According to a timeline published yesterday by the Calgary Herald, Concordia‘s EPIRB was ignited as the vessel sank at 2:30 pm on the afternoon of Wednesday Feb. 17. The Brazilian navy claims it received no notice of the alert until 9 pm that evening. The navy then evidently spent much time twiddling its thumbs, trying to figure out what vessel transmitted the signal and whether it was really in distress. Attempts were allegedly made to contact Concordia via radio and e-mail; other vessels and aircraft in the area were contacted and were asked to report if they had seen anything unusual. According to a report filed by the Associated Press, it wasn’t until 10 am Thursday morning that naval authorities contacted West College International in Lunenburg, Nova Scotia, which runs Concordia‘s Class Afloat program, to enquire as to the vessel’s status. Not until 2:30 pm that afternoon did the navy ask the Brazilian air force launch a search for the vessel, and evidently a search plane didn’t take off until 5 pm. Fortunately, once in the air, it took the plane only three hours to locate the survivors.

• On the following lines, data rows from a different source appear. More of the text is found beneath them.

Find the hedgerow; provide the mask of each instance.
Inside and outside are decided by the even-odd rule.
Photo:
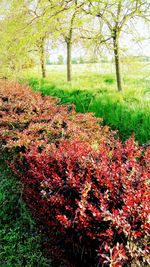
[[[148,266],[150,149],[133,137],[123,144],[92,114],[77,114],[30,89],[15,85],[15,99],[13,85],[7,86],[2,145],[15,152],[9,164],[51,250],[75,266]],[[18,98],[30,111],[16,115],[11,105]]]

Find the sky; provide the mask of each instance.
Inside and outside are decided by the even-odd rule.
[[[149,24],[150,25],[150,24]],[[121,38],[121,43],[123,47],[123,55],[129,56],[148,56],[150,57],[150,28],[145,25],[141,20],[137,20],[134,24],[134,38],[131,34],[123,34]],[[143,40],[138,40],[139,35]],[[85,57],[87,51],[81,47],[76,46],[72,49],[72,58]],[[62,55],[66,60],[65,53],[65,45],[60,44],[58,48],[50,51],[50,60],[57,61],[58,55]],[[108,58],[111,58],[109,54],[107,54]]]

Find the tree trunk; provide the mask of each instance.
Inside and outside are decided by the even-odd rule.
[[[40,47],[40,61],[41,61],[41,71],[42,71],[42,78],[46,77],[46,67],[45,67],[45,50],[44,50],[44,43],[42,42]]]
[[[114,56],[115,56],[115,68],[116,68],[116,79],[117,79],[117,88],[118,91],[122,91],[122,78],[121,78],[121,69],[120,69],[120,53],[119,53],[119,43],[118,38],[114,36]]]
[[[71,81],[71,41],[67,41],[67,81]]]

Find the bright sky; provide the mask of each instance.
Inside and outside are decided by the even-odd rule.
[[[142,21],[137,20],[133,29],[135,41],[132,41],[133,36],[129,34],[124,34],[122,37],[121,43],[123,44],[123,48],[125,48],[123,52],[124,55],[150,57],[150,28],[148,28],[148,25],[146,26]],[[139,35],[143,40],[139,40]],[[58,55],[63,55],[64,59],[66,59],[65,45],[59,45],[57,49],[54,49],[52,53],[50,53],[50,60],[57,60]],[[73,58],[85,55],[86,51],[84,48],[78,46],[73,47]]]

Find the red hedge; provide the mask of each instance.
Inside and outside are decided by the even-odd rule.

Fortunately, too, abandon-ship drills were routinely conducted aboard Concordia, and everyone knew exactly what to do when the excrement hit the fan. According to Capt. William Curry and others onboard the microburst took only a few seconds to capsize the ship, which was reefed down in anticipation of heavy weather, and then the ship sank in less than 30 minutes. “We followed orders, helped each other, lifting each other’s feet out, and then finally we got out the starboard side,” recounted one 16-year-old survivor. The survivors spent 30 hours in liferafts before being spotted by the Brazilian search plane, during which time they had no idea whether a distress signal had been successfully transmitted. About 10 hours later they were taken off the rafts by merchant vessels dispatched to the scene by Brazilian authorities.
Aficionados of maritime disasters will recall this is not the first time a school ship packed with students has been lost at sea. Back in 1961, the school ship Albatross, owned by Christopher and Alice Sheldon, who ran a program called Ocean Academy, was suddenly overwhelmed in a squall in the Gulf of Mexico about 180 miles west of Key West. Of the 21 people aboard, six were lost, including Alice Sheldon and four students. The tragedy was revisited in the 1996 Hollywood film White Squall, starring Jeff Bridges, and was later dissected in great detail in Daniel S. Parrott’s authoritative book Tall Ships Down (International Marine/McGraw Hill, 2003), a scholarly study of five different modern-day disasters involving large square-rigged vessels.
Unlike Concordia, which was designed and built in 1992 specifically for use as a school ship, Albatross was a seaworthy Dutch pilot schooner when first launched in 1921, but subsequently suffered several modifications that degraded her stability. The most significant of these was the conversion to a square rig, undertaken by author Ernest K. Gann in 1955. Ultimately, the loss of the Albatross helped inspire the adoption of the Sailing School Vessels Act, which regulates the construction and operation of school ships in the United States. So far there is no suggestion that Concordia‘s fate was due to any flaw on her part, but the Brazilian navy, as Ricky Ricardo so often put it, does have a lot of ‘splaining to do. An investigation of the incident is reportedly underway.